Saturday, 02/03/2024 6:31:04 PM

Saturday, February 03, 2024 6:31:04 PM

Post# of 470603

Actually, I hate to say it, but none of the three drugs -- donepezil, lecanemab, or blarcamesine -- seem better than marginally clinically effective.



We agree on that. They are all mediocre. The main difference is that lecanemab and donepezil are more consistently mediocre. If A273 has another trial at 72 weeks and has a similar CDR-SB with slightly better s.e.m. due to larger n, then they will get approved for AD. My 1% is that A273 is approved via AA in US or standard MAA in EU based on the single trial. If a second trial is performed with non-nuanced significantly beneficial results, then boi's 85% might be a good estimate (in 2027 or 2028).
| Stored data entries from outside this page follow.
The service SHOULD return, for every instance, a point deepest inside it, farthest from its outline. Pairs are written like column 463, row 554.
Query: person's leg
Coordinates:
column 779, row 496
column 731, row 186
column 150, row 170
couple other points in response to your last post
As far as believing 12 months can be extrapolated to 18 months - be cautious. As an exercise, look at the 3rd graph (mild AD donepezil) from my previous post #450654 and extrapolate out to 18 months. Is donepezil then a wonder drug?

The ADCS-ADL directly correlates to caregiver burden as the caregiver is actually completing the scale. CDR indirectly correlates as the physician is getting info from the patient ina structured interview. My mom would have told the doctor that she was no trouble at all (my dad was a good mensch)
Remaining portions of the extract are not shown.